Capitolo secondo: Vorrei diventare cantante

La tapparella della stanza era abbassata e filtrava solo una flebile luce che illuminava il tappeto. Non avevo problemi a orientarmi perché conoscevo la disposizione delle cose. Avanzai verso il letto. “Tom? Dai ometto svegliati…”

Il piccolo corpicino di un bambino di 6 anni si rivoltò sotto le lenzuola. “Ancora un attimo, papà!” borbottò nel sonno.

“Devi andare a scuola…Sveglia!” e con questo alzai la tapparella inondando la stanza di luce, svegliandolo.

Un gemito arrivò dal letto e poi, come uno zombie, Tom, si alzò dirigendosi in cucina mentre si strofinava gli occhi.

Lo seguii per servire in tavola la colazione. “Cosa hai da fare oggi? Quando torni fuori da scuola ti andrebbe di andare al luna park? Ho visto del…”

“Papà non posso. Vado a casa di un mio amico”

Mi strinsi nelle spalle. “An ok sarà per un’altra volta…” Gli misi sotto il naso una tazzina di latte fumante. La bevve tutto d’un colpo e appoggiò la tazzina davanti a sé. Le sue labbra erano tutte sporche di latte. Sorrisi e con un lembo del grembiule lo ripulii.

“Papà?” chiamò Tom. Quando lo faceva era perché doveva chiedermi qualcosa di brutto.

“Si cucciolo dimmi…”

I suoi occhioni color nocciola penetrarono i miei. “Perché mi sento il cuore vuoto? Credi che sia perché mi manca mamma?”

Quella domanda rimbombò nella mia testa cranica per interminabili secondi. Assorbito il colpo mi chinai per essere alla sua altezza. Gli arruffai i capelli affettuosamente. “Ti devo confessare che anche a me manca moltissimo la mamma. Ogni giorno mi chiedo come sarebbe stato averla con noi ancora per un po’. Però poi penso che lei vuole che siamo felici e che guardiamo avanti. Perché ci vuole bene e da lassù ci protegge con ogni sua fibra e ti viene a dare il bacio della buona notte ogni notte!”

Tom si strofinò la guancia con la mano. “Davvero?” chiese incredulo.

Io annuii e i suoi piedini cominciarono a dondolare giù dalla sedia perché ancora non toccava terra.

Sul suo faccino apparve un timido sorriso. Allora lo presi per i fianchi e lo sollevai per prenderlo in braccio. “Quanto pesi! Stai diventando un ometto con i fiocchi!”

“Papà lo dici tutte le volte…” farfugliò piano lui.

Io sbuffai. “Quanto sei lamentino! È la verità…E poi io sono fiero di te…”

Tom mi stampò un bacio sulla guancia e lo portai in camera. Lo aiutai a togliere prima la maglia del pigiamino. E vidi un taglietto di qualche centimetro che solcava il suo bacino. “Tom cos’hai fatto?”

Mio figlio prese la maglietta e cercò di infilarsela senza risultati.

“Tom?” chiesi spazientito, mentre gli rilevai la maglia da addosso.

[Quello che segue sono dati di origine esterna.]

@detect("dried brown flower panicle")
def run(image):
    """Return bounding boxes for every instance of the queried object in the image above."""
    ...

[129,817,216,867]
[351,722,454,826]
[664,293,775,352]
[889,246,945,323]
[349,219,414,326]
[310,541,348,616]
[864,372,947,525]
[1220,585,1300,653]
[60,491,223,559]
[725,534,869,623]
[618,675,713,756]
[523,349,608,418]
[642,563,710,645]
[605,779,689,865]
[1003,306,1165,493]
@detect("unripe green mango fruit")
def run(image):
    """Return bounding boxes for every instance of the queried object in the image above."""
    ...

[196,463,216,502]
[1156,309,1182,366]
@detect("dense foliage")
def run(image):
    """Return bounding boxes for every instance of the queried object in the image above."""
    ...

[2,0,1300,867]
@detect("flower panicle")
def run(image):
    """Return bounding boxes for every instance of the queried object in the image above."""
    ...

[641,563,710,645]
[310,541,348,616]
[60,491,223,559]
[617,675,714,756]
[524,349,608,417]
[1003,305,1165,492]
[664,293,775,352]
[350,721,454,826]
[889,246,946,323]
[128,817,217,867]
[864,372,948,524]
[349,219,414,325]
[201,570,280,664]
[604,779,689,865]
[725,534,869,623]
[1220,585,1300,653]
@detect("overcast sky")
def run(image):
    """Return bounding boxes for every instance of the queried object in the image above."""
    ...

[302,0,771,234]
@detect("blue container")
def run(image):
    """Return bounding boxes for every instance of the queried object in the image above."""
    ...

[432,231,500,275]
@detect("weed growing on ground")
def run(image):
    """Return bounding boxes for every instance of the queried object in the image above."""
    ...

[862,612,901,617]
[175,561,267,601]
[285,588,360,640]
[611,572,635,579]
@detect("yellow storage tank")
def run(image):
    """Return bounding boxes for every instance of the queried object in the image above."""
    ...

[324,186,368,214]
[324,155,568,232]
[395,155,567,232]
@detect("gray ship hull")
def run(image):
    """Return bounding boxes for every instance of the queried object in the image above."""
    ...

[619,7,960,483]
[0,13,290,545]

Continuando a fissare i suoi piedini scalzi borbottò: “Sono caduto al parco…”

Stava mentendo. Ma non capivo perché.

L’aiutai a infilare la testa nel buco e poi un braccio dietro l’altro. “Una cosa alla volta. Sempre una cosa alla volta…”

“Giusto!” esclamò lui.

Poi toccò ai pantaloni del pigiama e i miei occhi caddero su alcuni piccoli ematomi neri sulle gambe. “Anche questi fatti al parco?” domandai preoccupato.

“Si, papà, sono molto esuberante, me l’ha detto una signora che era seduta su una panchina”

Cercai sotto il letto le scarpe e l’aiutai a infilarle, poi le allacciai. “E perché ti ha detto che sei esuberante?”

“Perché correndo non ho visto il suo cane e ci sono inciampato. Poi sono scappato via perché avevo paura mi seguisse…”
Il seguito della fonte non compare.